Winifred had no background in journalism, but she saw a need, studied hard, and ventured forth in launching and editing a small-town paper with a regional outlook. In 1979, for good reason, she was named Maine Journalist of the Year. Remember, the Tides isn’t a daily or even weekly newspaper, it’s every two or sometimes three weeks.
Reporters attend public meetings rather than chasing afterward by phone, correspondents provide meat-and-potatoes servings of neighborhood interest, Don Dunbar contributes top-drawer photography, and local columnists all weigh in for what becomes must-read pages throughout the area. The mix skirts the glib boosterism and doom-and-gloom morbidity too prevalent elsewhere.
Winifred died in 1995, but son Edward French and his wife, Lora Whelan, continue on her model. (Another son, Hugh, heads the Tides Institute and Museum – note that Winifred’s sense of “tides” continues there, too.)

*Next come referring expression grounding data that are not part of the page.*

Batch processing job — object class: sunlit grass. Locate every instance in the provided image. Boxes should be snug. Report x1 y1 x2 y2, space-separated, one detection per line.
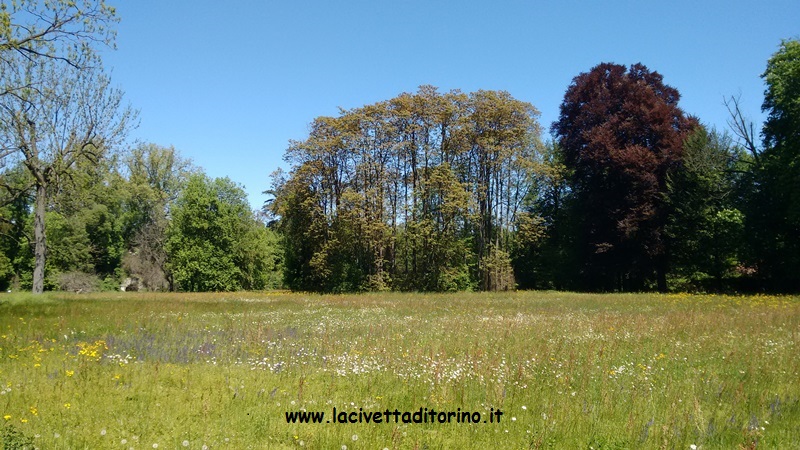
1 291 798 448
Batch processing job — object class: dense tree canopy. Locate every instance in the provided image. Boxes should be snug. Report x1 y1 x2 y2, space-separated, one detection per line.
747 39 800 291
0 2 796 294
552 63 697 291
665 127 745 290
121 143 195 291
167 174 280 292
0 142 283 293
271 86 540 292
0 0 131 293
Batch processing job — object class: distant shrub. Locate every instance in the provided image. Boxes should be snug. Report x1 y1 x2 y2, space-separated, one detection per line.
57 271 101 293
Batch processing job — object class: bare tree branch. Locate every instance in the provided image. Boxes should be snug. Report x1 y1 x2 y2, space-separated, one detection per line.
724 95 761 165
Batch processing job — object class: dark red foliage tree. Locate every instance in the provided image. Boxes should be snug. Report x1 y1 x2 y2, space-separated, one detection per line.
552 63 697 291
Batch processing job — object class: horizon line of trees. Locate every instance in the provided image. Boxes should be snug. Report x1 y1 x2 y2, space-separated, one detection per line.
0 1 281 293
269 87 539 292
0 1 797 294
270 41 800 294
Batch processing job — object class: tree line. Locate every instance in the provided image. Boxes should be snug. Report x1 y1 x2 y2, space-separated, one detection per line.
270 87 539 292
0 1 280 293
271 45 800 294
0 1 797 293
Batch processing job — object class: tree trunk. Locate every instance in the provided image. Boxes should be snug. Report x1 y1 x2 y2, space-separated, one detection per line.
32 182 47 294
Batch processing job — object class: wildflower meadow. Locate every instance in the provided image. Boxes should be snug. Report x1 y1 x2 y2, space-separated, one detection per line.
0 291 798 449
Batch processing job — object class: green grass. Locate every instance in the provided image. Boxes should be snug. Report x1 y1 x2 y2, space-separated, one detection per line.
0 291 798 449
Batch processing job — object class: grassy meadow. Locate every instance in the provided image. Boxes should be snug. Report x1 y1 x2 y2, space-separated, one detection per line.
0 291 798 449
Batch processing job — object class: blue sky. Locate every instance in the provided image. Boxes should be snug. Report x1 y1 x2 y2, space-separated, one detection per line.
102 1 799 210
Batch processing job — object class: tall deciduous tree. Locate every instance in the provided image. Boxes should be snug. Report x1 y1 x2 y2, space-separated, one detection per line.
0 52 132 293
512 140 573 290
121 143 195 291
271 86 540 292
749 39 800 291
552 63 696 292
665 127 745 290
0 0 119 122
0 0 129 293
167 174 279 292
460 90 540 290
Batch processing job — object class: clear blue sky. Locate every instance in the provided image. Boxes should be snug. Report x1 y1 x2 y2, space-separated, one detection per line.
102 0 800 210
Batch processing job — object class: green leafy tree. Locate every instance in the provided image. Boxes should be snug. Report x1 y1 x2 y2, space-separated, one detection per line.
409 163 474 291
665 127 745 290
269 167 330 291
121 143 194 291
0 151 129 291
512 141 573 290
0 56 132 293
459 90 540 290
55 156 127 273
748 39 800 291
0 163 32 290
167 174 279 292
0 0 118 71
271 86 540 292
0 1 132 293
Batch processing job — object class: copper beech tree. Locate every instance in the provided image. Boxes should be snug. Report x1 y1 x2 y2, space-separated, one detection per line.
552 63 697 291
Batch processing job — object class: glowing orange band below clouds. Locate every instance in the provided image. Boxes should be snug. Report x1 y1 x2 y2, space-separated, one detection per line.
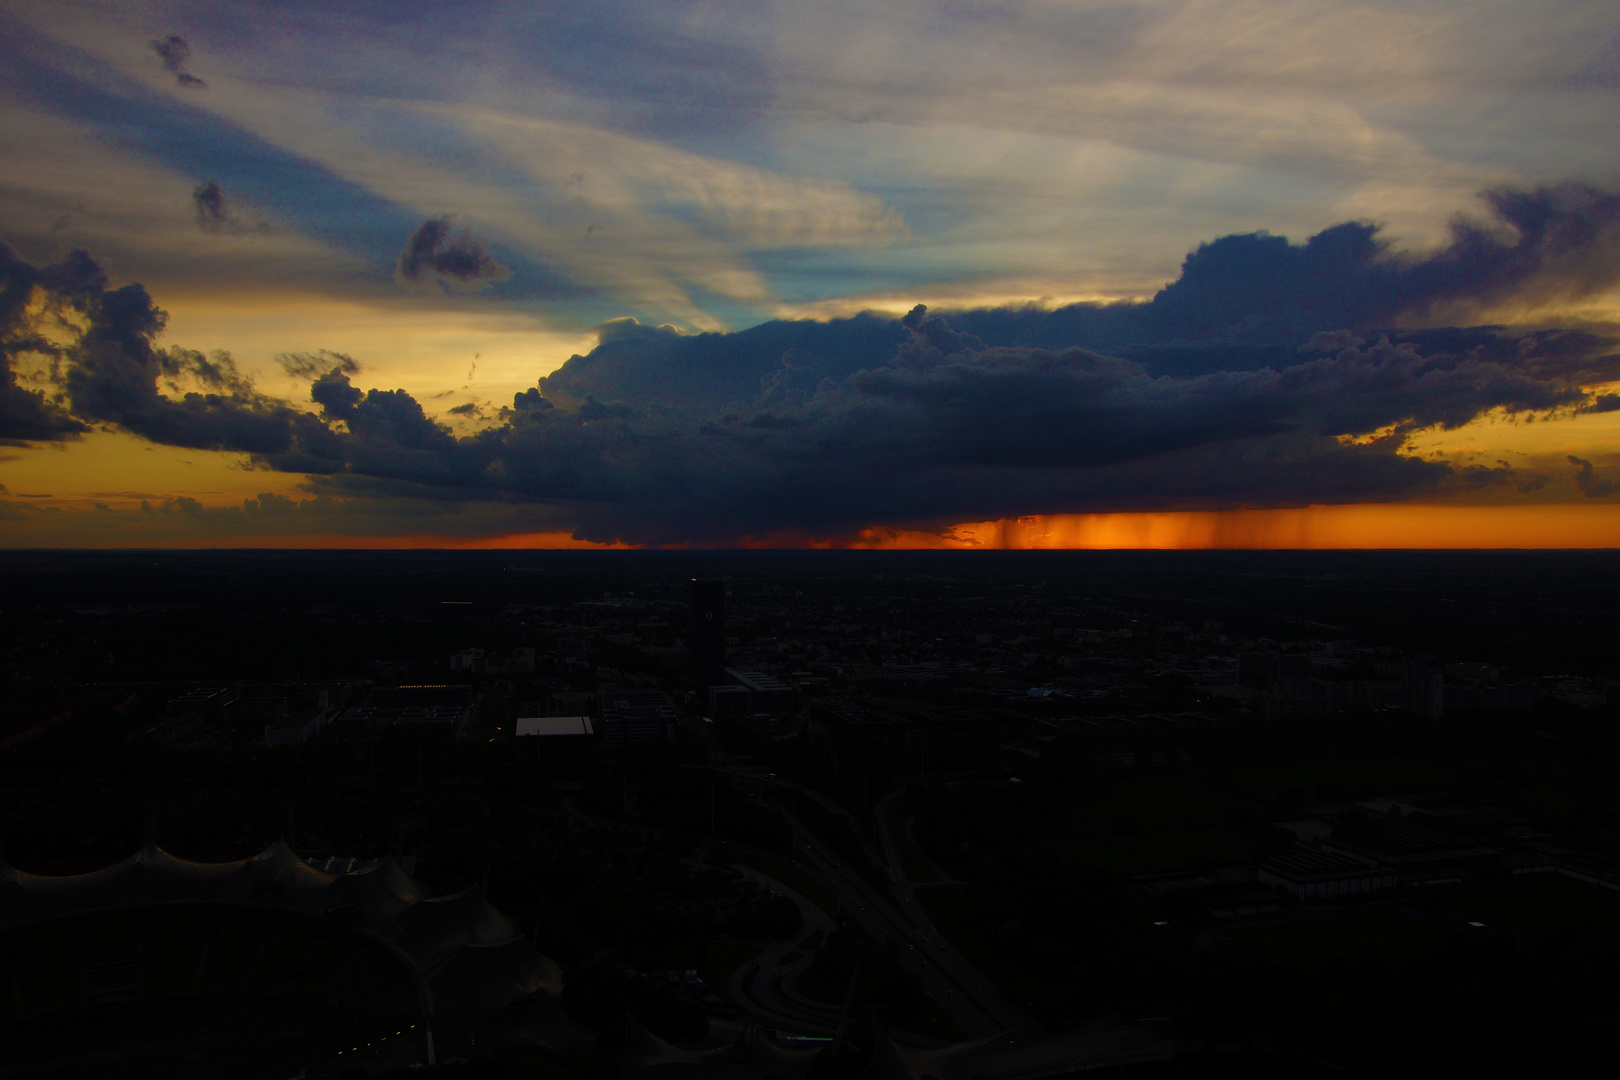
451 504 1620 550
840 503 1620 550
14 504 1617 549
202 504 1620 549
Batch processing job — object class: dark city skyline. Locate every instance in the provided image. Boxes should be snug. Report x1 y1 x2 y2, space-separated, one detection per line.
3 548 1620 1075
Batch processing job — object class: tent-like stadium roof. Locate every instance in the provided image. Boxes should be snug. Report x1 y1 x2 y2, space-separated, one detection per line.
0 839 559 1021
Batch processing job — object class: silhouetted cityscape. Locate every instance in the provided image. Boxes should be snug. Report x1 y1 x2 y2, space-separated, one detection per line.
3 549 1620 1078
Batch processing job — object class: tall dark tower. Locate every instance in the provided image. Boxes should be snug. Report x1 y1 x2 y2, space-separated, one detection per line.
692 579 726 697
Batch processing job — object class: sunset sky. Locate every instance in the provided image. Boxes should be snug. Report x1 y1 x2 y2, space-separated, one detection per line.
2 0 1618 548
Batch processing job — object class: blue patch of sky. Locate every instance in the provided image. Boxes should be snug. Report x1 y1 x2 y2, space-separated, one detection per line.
1 17 587 303
1 24 407 260
486 5 779 139
748 253 932 311
183 1 784 148
658 279 777 335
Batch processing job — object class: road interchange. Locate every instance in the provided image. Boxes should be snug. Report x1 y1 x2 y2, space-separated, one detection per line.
720 766 1039 1040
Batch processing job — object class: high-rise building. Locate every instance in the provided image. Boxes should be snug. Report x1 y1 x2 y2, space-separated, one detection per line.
1400 657 1444 718
692 579 726 694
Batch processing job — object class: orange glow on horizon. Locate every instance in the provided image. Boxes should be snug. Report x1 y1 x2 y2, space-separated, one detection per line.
841 503 1620 550
461 503 1620 549
48 531 640 551
9 504 1619 550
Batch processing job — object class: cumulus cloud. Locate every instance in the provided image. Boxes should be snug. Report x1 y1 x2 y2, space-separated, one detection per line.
395 216 512 291
149 35 206 89
0 243 340 466
283 305 1617 543
943 183 1620 356
0 244 91 443
540 184 1620 407
5 181 1620 542
456 309 1610 542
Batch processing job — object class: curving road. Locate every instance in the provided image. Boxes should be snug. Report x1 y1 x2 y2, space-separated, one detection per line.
723 768 1040 1040
724 865 841 1034
575 751 1186 1071
747 781 1191 1073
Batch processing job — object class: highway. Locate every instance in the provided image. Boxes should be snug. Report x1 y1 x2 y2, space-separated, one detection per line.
722 767 1040 1040
572 749 1186 1072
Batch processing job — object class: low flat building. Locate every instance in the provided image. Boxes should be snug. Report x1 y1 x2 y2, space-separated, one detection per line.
1258 846 1398 899
707 669 795 717
129 714 203 746
385 705 466 738
232 696 289 724
166 687 236 721
726 669 795 715
1514 841 1620 892
1205 891 1285 919
333 686 473 739
369 684 472 708
707 684 753 717
1321 823 1496 880
263 710 324 745
515 716 594 737
817 702 911 741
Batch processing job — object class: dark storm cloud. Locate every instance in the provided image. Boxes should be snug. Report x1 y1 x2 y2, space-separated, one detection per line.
443 310 1607 542
395 216 512 291
540 184 1620 407
0 244 340 466
149 35 206 89
191 179 271 235
304 368 499 487
539 312 906 411
4 180 1618 542
1126 182 1620 342
935 182 1620 369
271 302 1614 542
0 244 90 443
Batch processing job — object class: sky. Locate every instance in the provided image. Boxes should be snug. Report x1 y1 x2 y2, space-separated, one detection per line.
1 0 1618 548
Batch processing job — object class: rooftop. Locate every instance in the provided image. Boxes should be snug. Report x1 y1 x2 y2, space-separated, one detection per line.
1260 846 1387 882
515 716 594 737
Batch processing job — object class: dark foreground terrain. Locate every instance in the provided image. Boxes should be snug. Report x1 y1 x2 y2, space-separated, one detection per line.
3 549 1620 1078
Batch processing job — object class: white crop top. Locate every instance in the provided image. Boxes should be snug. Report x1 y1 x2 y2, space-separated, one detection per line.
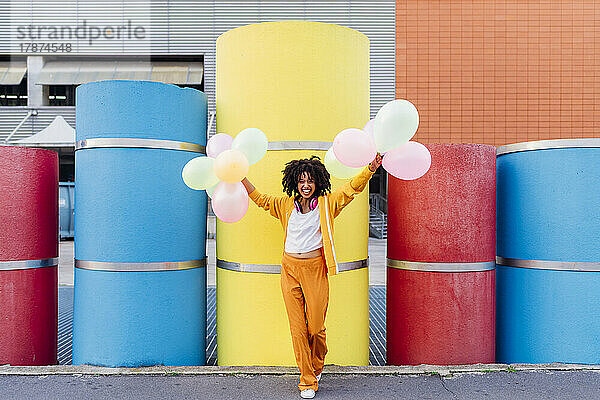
284 203 323 253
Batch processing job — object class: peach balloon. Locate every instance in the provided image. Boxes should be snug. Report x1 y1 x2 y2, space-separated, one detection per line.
214 149 249 183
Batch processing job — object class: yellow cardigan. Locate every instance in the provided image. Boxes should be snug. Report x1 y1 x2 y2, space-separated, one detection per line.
248 166 376 276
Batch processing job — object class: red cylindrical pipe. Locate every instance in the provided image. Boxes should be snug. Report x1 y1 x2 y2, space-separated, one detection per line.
0 146 58 366
386 143 496 365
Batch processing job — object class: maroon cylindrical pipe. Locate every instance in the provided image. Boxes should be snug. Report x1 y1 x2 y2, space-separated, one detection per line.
386 143 496 365
0 146 58 365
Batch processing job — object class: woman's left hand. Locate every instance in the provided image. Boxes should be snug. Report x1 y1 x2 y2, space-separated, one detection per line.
369 153 383 172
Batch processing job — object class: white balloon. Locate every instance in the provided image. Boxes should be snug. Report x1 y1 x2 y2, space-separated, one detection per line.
232 128 268 165
373 99 419 153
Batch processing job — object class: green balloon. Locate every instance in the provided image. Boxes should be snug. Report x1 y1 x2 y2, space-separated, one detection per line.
182 157 220 190
373 99 419 153
206 183 217 198
232 128 268 165
324 148 363 179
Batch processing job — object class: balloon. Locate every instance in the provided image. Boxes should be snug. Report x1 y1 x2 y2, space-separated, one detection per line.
382 141 431 180
332 128 377 168
362 119 375 140
182 156 220 190
214 149 249 183
324 148 363 179
206 133 233 158
373 99 419 153
206 183 217 198
232 128 268 165
211 181 249 223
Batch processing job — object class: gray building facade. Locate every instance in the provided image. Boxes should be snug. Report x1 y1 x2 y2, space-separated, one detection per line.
1 0 394 142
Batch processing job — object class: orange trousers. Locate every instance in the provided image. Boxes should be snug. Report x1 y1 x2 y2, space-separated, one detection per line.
281 251 329 392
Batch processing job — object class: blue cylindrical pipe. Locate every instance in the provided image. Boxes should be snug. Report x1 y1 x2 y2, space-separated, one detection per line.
73 80 208 367
496 140 600 364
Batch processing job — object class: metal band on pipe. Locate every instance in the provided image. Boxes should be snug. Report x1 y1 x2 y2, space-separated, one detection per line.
217 258 368 274
387 259 495 272
268 141 332 151
496 139 600 156
496 256 600 272
217 260 281 274
75 258 207 272
338 258 369 272
0 257 58 271
75 138 206 154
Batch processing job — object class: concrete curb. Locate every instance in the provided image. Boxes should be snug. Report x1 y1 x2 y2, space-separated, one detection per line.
1 363 600 376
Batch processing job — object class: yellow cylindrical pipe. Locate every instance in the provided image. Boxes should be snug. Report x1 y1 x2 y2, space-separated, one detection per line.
216 21 370 366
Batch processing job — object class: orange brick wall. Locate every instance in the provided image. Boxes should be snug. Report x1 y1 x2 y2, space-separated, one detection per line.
396 0 600 146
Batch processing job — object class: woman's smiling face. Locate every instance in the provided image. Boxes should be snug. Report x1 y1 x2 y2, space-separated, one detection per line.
297 171 316 199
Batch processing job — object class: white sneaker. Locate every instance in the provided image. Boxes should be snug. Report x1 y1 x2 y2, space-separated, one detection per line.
316 373 321 382
300 388 315 399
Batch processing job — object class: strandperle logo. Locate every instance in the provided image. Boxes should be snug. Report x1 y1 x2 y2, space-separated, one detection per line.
15 20 146 45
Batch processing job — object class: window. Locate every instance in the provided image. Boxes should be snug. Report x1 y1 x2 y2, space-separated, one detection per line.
47 85 76 106
0 78 27 106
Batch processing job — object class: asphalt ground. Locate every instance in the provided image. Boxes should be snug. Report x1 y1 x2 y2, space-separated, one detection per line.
1 370 600 400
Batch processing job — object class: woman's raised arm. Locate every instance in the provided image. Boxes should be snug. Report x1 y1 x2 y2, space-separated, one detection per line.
328 153 382 217
243 177 288 220
241 177 255 194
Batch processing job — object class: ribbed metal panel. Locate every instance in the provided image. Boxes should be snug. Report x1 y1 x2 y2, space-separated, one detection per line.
0 107 75 142
207 0 396 124
0 0 394 139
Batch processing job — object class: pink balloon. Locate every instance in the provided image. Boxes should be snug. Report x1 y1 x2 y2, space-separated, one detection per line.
211 181 249 223
362 119 375 140
382 141 431 180
206 133 233 158
332 128 377 168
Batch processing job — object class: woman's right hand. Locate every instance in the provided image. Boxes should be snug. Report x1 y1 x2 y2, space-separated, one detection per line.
369 153 383 172
241 177 255 194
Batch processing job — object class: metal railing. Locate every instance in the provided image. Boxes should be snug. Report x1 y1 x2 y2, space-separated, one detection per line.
369 193 387 239
370 193 387 214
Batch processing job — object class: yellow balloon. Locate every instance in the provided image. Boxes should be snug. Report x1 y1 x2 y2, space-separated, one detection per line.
214 149 249 183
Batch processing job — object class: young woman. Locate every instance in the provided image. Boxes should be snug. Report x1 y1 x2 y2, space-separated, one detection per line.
241 153 382 399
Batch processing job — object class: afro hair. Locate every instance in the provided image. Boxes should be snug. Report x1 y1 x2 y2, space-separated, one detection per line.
281 155 331 199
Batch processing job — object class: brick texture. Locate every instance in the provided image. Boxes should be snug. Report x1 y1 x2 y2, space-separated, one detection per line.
396 0 600 146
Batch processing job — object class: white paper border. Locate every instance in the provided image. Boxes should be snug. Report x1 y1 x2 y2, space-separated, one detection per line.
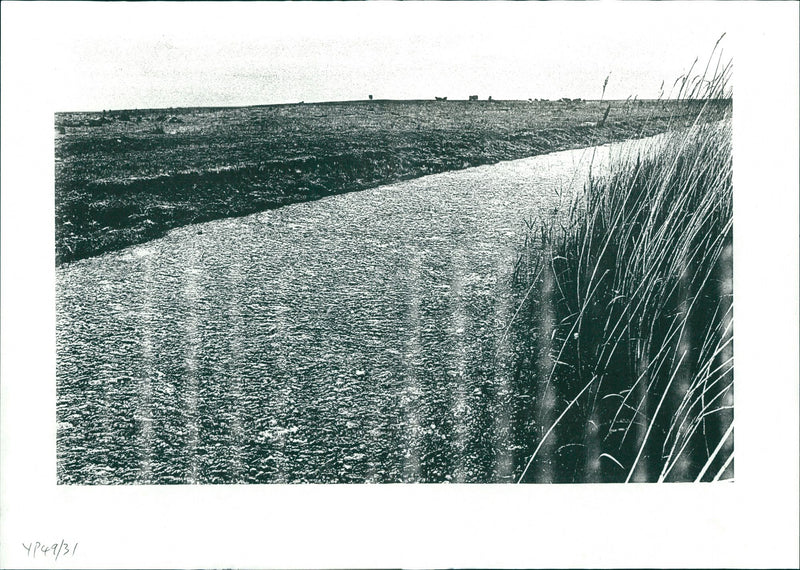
2 2 798 568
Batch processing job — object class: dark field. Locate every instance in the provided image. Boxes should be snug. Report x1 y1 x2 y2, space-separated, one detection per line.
55 99 720 265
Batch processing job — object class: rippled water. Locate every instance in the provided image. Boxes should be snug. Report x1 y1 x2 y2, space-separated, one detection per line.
57 138 655 484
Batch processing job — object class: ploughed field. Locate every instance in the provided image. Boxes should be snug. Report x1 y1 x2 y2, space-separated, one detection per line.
55 99 719 265
57 138 652 484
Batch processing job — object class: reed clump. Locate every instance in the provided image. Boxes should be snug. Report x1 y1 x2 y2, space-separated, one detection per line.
513 57 733 483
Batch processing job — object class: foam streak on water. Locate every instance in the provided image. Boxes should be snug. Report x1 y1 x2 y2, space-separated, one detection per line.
138 255 154 483
226 262 245 482
183 258 202 484
401 250 423 482
492 247 515 482
448 249 470 483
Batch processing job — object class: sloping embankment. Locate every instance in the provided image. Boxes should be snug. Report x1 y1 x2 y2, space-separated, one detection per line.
55 101 728 265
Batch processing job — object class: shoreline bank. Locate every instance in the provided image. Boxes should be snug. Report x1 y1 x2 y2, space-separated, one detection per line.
55 100 727 265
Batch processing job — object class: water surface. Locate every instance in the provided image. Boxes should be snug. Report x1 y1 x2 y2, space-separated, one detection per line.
57 138 653 483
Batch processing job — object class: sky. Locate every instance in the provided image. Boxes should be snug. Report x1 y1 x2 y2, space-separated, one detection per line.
21 2 735 111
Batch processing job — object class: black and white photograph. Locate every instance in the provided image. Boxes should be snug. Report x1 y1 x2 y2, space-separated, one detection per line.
54 6 736 487
2 1 798 568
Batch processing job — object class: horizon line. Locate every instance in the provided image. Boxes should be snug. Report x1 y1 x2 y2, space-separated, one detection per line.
55 96 730 115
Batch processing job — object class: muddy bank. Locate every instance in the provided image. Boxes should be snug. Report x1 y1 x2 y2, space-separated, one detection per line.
55 100 728 264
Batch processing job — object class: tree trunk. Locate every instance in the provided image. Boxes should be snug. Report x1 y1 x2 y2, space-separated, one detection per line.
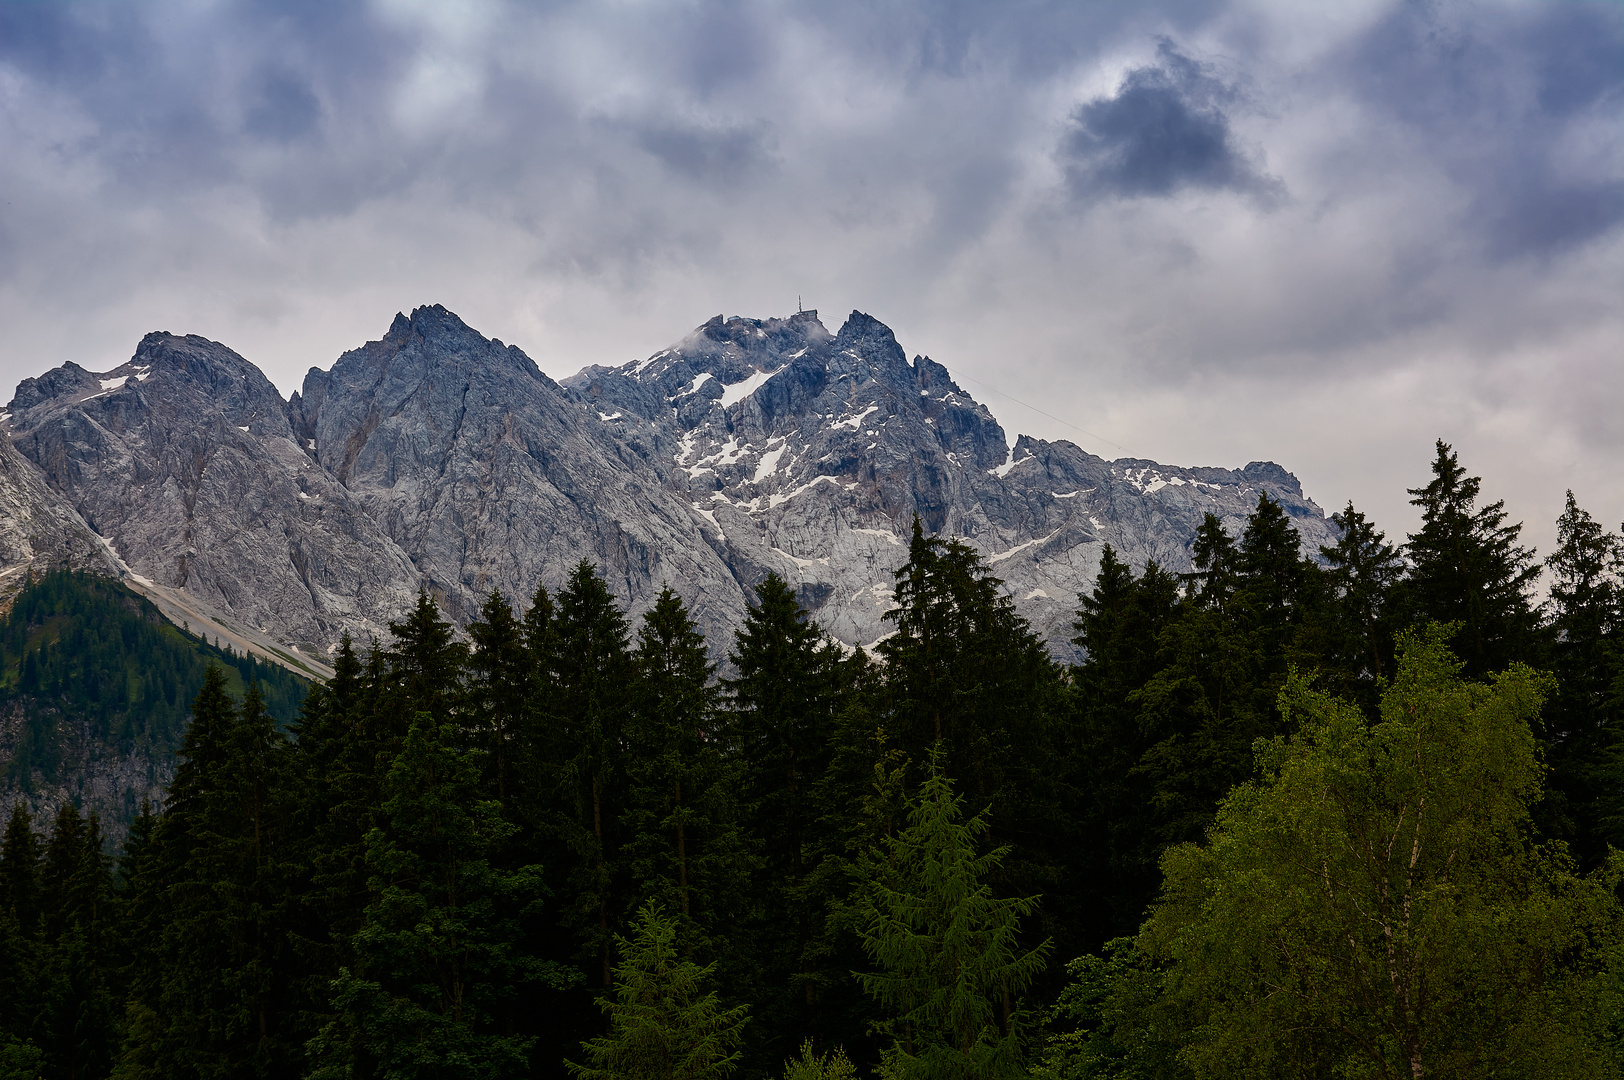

I like the fact that the stories don’t carry datelines. Nope, the reader doesn’t get a chance to turn off on the basis of a single word. The region is closely interlinked by people living in one place and working in another or having family elsewhere, so it’s all of interest or should be – both sides of the U.S.-Canadian border.
I also like the fact that headlines come in just two sizes, with a serif face used for a touch of variety. There’s no need to scream to draw attention. Instead, we get an orderly and fair-minded sensibility.
So that’s an introduction. I could go on and on.
In some ways, it reminds me of Annie Proulx’ novel The Shipping News, without the dreariness and grimness.

One thing I would tweak is the nameplate, which goes back to the first edition. That shoreline still seems to strike out the paper’s name.
Still, it’s a joy to be retired and not have to be in the midst of producing all this. These days I do delight in being able to sit back and simply enjoy what I’m reading – even if I do on occasion feel an urge to “fix” something on the page.
What – or whom – do you look forward to reading the most? On a regular basis. (Apart from this humble scribe.)